Presently we have 3 input field to find a character - the search field for basic users and hex and dec fields for advanced user - and the simplest solution might be to disable input in the hex and dec fields and only have search in the search field. With filtering by hex and dec values in the search field, a user can easily move through the font name list and find which font has that character, similar to how they can do so presently by unicode name.
Comment 10 QA Administrators 2018-08-17 02:38:01 UTC Comment hidden (obsolete)
Comment 11 V Stuart Foote 2018-08-17 16:08:39 UTC
This remains a valid issue with the Special Character dialog. It need design and dev work.
Comment 12 QA Administrators 2019-08-19 06:58:51 UTC Comment hidden (obsolete)
Comment 13 V Stuart Foote 2019-08-19 11:42:11 UTC
This remains a valid issue with the Special Character dialog. It needs design and dev work.
Comment 14 Samuel Mehrbrodt (allotropia) 2019-08-19 11:53:21 UTC
Pro tip: set Importance to "enhancement" and voilà, "QA Administrators" will stop nagging )
Comment 15 V Stuart Foote 2019-08-19 12:12:21 UTC
Well sure, but I'd argue there were multiple implementation issues when the dialog was reworked under GSOC mentorship.

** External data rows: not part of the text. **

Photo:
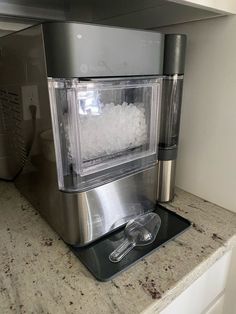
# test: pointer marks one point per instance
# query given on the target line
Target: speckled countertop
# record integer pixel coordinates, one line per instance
(40, 275)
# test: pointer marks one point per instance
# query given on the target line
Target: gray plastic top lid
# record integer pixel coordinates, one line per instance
(174, 54)
(87, 50)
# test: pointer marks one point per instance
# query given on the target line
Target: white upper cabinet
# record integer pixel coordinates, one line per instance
(145, 14)
(221, 6)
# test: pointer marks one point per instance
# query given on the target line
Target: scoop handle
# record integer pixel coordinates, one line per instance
(123, 249)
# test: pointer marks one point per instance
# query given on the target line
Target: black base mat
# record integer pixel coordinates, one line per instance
(95, 256)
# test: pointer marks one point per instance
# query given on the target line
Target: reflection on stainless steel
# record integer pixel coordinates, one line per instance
(166, 178)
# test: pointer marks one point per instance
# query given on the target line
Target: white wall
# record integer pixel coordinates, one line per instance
(207, 153)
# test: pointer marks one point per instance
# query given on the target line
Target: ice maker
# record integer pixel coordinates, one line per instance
(87, 111)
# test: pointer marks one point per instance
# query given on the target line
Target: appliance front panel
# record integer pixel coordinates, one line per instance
(81, 218)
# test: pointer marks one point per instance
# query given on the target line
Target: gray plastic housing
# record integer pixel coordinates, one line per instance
(174, 57)
(85, 50)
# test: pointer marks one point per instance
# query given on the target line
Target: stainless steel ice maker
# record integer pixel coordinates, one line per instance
(80, 120)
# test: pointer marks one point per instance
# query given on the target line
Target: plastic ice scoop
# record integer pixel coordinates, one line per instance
(139, 231)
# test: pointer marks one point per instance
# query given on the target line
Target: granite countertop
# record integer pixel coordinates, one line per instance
(40, 275)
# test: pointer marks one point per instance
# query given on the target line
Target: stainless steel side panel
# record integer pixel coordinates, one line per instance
(166, 180)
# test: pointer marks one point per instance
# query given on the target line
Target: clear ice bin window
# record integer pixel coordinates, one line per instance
(103, 130)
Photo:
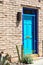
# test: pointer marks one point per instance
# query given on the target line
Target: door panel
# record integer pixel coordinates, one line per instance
(27, 35)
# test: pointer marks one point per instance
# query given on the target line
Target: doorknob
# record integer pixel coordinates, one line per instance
(27, 36)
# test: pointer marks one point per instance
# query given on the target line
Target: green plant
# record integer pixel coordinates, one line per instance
(23, 59)
(20, 57)
(4, 59)
(27, 60)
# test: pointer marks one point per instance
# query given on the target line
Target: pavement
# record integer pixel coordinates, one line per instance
(38, 62)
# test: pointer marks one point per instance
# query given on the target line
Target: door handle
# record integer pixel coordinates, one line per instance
(27, 37)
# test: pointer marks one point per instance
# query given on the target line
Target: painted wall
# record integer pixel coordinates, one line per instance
(10, 33)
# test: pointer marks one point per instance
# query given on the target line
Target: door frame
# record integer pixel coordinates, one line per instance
(23, 26)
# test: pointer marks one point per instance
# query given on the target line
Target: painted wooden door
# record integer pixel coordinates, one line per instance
(27, 28)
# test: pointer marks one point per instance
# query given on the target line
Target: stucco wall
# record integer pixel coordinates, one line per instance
(10, 34)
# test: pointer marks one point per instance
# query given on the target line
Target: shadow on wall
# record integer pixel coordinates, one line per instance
(18, 19)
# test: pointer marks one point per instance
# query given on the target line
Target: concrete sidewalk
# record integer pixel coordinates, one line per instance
(38, 62)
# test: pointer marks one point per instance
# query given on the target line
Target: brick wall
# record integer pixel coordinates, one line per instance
(10, 34)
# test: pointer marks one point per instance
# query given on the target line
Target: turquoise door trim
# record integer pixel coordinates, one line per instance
(28, 20)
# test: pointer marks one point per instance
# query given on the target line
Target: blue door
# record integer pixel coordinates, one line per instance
(27, 33)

Issue of OP remains, the SMP codepoint value is truncated allowing search only for a BMP glyph.
Comment 16 Heiko Tietze 2023-06-06 10:27:07 UTC
(In reply to V Stuart Foote from comment #11)
> This remains a valid issue with the Special Character dialog. It need design
> and dev work.

The only reasonable way to search for a code point is to enter it in the search field. Using the hex/dec information of the selected item to search for something would be error-prone and hard to understand. 

We have to detect "U+<number>" and switch the search respectively. No further modification to the UI needed.

I could also imagine a filter for the font list that removes fonts that do not contain the code point or the name entered at search.